Jean-Luc Godard aimait la dispute. "C'est amusant" disait-il au micro de la RTS en 2014, rappelant, non sans ironie, que chez les scouts il avait pour totem "le moineau chamailleur".
Sa virulence, parfois son intransigeance, lui ont valu des inimitiés durables et une rupture définitive avec Truffaut, en 1973.
J'ai pris beaucoup de temps à perdre cette violence de l'accrochage
Godard aimait penser contre. Il avait d'ailleurs déjà choisi son épitaphe, sur la recommandation de sa femme Anne-Marie Miéville: "Jean-Luc Godard, au contraire."
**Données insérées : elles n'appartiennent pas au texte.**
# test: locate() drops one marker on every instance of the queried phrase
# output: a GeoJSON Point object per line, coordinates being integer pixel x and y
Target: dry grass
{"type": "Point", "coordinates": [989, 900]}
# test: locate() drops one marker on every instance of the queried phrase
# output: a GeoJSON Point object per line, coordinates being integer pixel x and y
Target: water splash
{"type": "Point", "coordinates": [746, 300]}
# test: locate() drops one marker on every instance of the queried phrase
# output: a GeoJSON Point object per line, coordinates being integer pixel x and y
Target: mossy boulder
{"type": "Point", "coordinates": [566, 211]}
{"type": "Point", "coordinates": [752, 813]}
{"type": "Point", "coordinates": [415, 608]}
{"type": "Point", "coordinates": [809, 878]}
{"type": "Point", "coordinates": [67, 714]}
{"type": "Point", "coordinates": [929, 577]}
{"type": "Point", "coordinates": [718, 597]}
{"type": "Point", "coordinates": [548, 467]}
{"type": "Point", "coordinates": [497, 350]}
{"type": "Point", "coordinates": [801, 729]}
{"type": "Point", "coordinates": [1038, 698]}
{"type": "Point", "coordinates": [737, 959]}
Son désir d'en découdre s'est souvent manifesté face aux honneurs et autres distinctions. Posture de grand bourgeois qui peut mépriser ce que les autres convoitent? Ou méfiance légitime d'un artiste face "aux professionnels de la profession"? Conscience aiguë de la vanité du monde? Ou orgueil suprême? Désir profond de solitude ou coquetterie de diva?
Sa relation avec le vedettariat a toujours été complexe, ambivalente. Ses liens avec le festival de Cannes en témoignent.
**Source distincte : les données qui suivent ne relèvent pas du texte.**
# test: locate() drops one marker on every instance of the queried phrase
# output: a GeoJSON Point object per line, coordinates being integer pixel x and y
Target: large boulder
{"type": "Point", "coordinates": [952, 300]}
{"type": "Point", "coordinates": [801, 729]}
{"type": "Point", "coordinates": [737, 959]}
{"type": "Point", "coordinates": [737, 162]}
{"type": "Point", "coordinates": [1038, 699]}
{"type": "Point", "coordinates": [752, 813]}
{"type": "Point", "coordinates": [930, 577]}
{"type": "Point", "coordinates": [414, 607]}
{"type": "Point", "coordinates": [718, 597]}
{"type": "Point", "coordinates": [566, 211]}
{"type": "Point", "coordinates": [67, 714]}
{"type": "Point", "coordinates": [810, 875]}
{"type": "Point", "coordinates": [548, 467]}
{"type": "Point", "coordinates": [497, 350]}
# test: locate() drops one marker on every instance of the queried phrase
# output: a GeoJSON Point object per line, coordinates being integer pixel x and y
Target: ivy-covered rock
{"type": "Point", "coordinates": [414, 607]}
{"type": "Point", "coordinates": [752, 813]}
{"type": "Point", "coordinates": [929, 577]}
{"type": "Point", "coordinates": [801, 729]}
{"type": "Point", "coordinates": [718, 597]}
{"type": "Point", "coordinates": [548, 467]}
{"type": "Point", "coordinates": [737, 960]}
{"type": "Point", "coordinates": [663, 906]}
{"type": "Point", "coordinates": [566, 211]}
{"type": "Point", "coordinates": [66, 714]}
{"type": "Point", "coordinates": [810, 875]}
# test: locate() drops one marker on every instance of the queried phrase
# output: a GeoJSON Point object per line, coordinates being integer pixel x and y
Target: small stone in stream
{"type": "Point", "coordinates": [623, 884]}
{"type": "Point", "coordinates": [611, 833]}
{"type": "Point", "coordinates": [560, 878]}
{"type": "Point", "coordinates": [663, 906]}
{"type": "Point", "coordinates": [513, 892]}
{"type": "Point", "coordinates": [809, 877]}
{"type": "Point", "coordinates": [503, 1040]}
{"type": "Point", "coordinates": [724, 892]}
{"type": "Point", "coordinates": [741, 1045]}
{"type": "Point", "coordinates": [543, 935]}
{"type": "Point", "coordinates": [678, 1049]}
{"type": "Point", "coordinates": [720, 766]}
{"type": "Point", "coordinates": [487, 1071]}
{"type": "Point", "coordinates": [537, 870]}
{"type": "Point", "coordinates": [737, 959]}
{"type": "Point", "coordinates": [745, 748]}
Même si l'affiche de la 71e édition lui rendait hommage via "Pierrot le Fou" et que son nom a été cité moult fois lors de la Cérémonie d'ouverture, l'histoire d'amour a été houleuse, et pas forcément réciproque, entre le Rollois et la Croisette.
Premières frictions, en mai 1968. Le cinéaste, qui a déjà été primé à Berlin et Venise mais boudé par Cannes, prend la tête de la contestation avec François Truffaut et exige l'arrêt de la compétition alors que la France entière est en grève.
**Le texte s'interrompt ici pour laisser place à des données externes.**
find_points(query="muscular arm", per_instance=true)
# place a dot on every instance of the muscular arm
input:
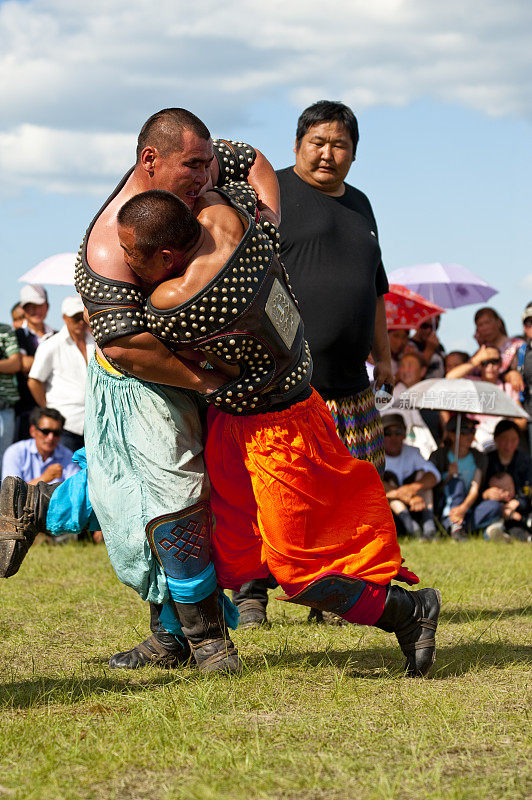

Je vous parle de solidarité avec les ouvriers et les étudiants, et vous me parlez gros plans et travellings. Vous êtes des cons.
Godard s'énerve, grimpe au rideau du Palais, histoire de rappeler ses aptitudes d'athlète, et obtient l'annulation du Festival.
A la suite de ces événements, il rompt avec le système, remet en cause la notion d'auteur et revient à l'anonymat sous le pseudonyme collectif Dziga Vertov. Ensuite, ce sera, avec Anne-Marie Miéville, la période grenobloise consacrée à la vidéo.